12/03/20

Giovanni Bellini, La Madonna di Alzano


La Madonna di Alzano di Giovanni Bellini è uno dei capolavori dell’Accademia Carrara di Bergamo, che è uno dei Musei di città minori più belli e ricchi d’Italia. Il dipinto vi è giunto grazie alla donazione che il grande esperto e collezionista Giovanni Morelli ha fatto della propria Raccolta alla fine dell’800. Ma bergamasco il dipinto lo è da sempre. È accertato infatti che sia stato commissionato al pittore da Alessio Agliardi, che l’ha poi lasciato a sua figlia Lucrezia, da vedova divenuta badessa delle Carmelitane ad Albino, per passare poi, con una sosta secolare su un altare a Alzano, da cui il suo nome, per le mani di alcuni religiosi e collezionisti fino a Morelli. L’opera era conosciuta e amata anche dai fedeli, tanto che anche il grande Giovan Battista Moroni ne ha fatto una bella copia, cambiando lo sfondo, come forse di sua mano è un'altra replica sua contemporanea.


Tra le numerosissime Madonne belliniane, questa è senza dubbio una delle più alte, come il volto di Maria è a mio parere uno dei più belli tra quelli dipinti dal grande veneziano, e dunque di tutta la storia della pittura.

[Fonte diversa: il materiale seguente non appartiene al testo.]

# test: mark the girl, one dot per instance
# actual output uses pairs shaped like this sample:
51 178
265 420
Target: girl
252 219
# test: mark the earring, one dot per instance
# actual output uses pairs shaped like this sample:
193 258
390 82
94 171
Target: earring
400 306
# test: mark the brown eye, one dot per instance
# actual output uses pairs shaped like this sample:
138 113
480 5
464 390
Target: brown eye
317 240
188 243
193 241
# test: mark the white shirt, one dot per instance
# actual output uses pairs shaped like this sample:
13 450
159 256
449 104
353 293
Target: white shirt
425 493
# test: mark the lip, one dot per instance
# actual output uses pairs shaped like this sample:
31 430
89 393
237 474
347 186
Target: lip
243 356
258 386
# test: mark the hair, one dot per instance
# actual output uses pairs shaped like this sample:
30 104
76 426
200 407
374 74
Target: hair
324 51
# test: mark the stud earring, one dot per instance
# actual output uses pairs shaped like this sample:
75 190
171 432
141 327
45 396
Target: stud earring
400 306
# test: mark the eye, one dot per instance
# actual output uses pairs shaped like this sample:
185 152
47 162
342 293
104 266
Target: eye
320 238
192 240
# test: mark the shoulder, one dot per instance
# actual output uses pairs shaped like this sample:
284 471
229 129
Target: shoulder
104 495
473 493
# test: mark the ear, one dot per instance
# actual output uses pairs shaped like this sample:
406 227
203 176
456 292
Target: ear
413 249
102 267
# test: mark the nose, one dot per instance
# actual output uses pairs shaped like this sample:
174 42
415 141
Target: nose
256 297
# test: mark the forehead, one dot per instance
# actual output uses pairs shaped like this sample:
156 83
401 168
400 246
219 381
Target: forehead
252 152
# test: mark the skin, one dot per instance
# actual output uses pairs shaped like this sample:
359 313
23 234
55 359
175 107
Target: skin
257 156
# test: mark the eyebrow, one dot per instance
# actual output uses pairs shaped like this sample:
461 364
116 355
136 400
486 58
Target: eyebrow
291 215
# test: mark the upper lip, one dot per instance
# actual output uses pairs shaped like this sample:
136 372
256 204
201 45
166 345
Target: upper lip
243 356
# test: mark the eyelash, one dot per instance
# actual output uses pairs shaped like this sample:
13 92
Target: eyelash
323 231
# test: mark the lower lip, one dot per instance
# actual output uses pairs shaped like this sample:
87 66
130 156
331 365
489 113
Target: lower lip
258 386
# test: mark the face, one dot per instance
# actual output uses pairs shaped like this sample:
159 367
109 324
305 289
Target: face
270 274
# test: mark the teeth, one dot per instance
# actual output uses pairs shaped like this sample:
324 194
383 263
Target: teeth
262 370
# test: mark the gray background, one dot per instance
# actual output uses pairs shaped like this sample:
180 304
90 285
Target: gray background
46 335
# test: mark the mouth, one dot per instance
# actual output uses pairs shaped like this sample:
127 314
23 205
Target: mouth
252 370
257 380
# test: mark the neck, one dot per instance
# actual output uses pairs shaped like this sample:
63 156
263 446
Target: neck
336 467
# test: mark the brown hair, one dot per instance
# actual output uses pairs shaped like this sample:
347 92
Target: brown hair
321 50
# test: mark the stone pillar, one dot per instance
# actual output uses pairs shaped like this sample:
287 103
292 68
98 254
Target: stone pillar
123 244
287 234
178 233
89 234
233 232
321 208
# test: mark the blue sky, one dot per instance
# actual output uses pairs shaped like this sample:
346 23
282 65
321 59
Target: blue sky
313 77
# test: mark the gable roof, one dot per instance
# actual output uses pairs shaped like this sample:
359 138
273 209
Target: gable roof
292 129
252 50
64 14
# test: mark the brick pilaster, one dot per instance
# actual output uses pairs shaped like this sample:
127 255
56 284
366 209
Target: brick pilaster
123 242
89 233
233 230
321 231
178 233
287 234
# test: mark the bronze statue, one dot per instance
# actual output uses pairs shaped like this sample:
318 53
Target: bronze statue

Maria è vicinissima come lo può essere una donna e una donna-madre, e misteriosa, non solo per i suoi mirabili lineamenti, il suo contegno, la postura, i gesti accennati, ma soprattutto come lo è la maternità, l’essere madre, e madre Dio, come un dio è ogni figlio per ogni madre. Per un uomo, per me, affascinante, nel senso originale del termine, e incomprensibile. Fuori portata forse non dell’immaginazione, che è poca cosa, ma del sentimento incarnato, che è tutto, forse non solo in questo contesto.


Anche la Madonna Lochis, sempre alla Carrara, o quella della Presentazione di Gesù al tempio della Fondazione Querini Stampalia, o la Madonna greca di Brera sono bellissime, ma io preferisco questa. Quella di Brera è meravigliosa, con quel suo sguardo irrimediabilmente triste, per quanto composto, trattenuto; ma in quella di Alzano persino la tristezza è superata, lo sguardo va lontano, all’interno però, verso un luogo dove ogni emozione si deposita e resta, senza tradirsi in alcun modo. Non chiede com-passione, non reclama e nemmeno suggerisce nulla, e proprio per questo chi guarda è indotto, e si direbbe obbligato, a proiettare su di essa tutte le emozioni che la venerazione e l’amore (e anche la seduzione) possono suscitare, nel tentativo di colmare l’infinita distanza che proprio dalla prossimità  che sembra promessa, favorita e dischiusa dal taglio a close-up delle figure – dalla prossimità visiva cioè, e della partecipazione a uno spazio comune accentuato dalla luce dei quadri belliniani, che più che colpire le cose e i corpi, come dice Hans Belting, li circonda delicatamente – mentre viene assolutamente preclusa, proiettata in uno spazio non attraversabile, dalla postura della Donna e da quel suo sguardo che lo ignora. Inaccessibile come lo è il segreto di ciascuno, spesso persino a lui stesso; come lo è il dolore. La stessa concezione di Bellini dell’immagine, come dice ancora Belting sia pure a proposito di un altro quadro, “come luogo estetico [contribuisce a] allontana[re] la realtà rappresentata” dallo spettatore.   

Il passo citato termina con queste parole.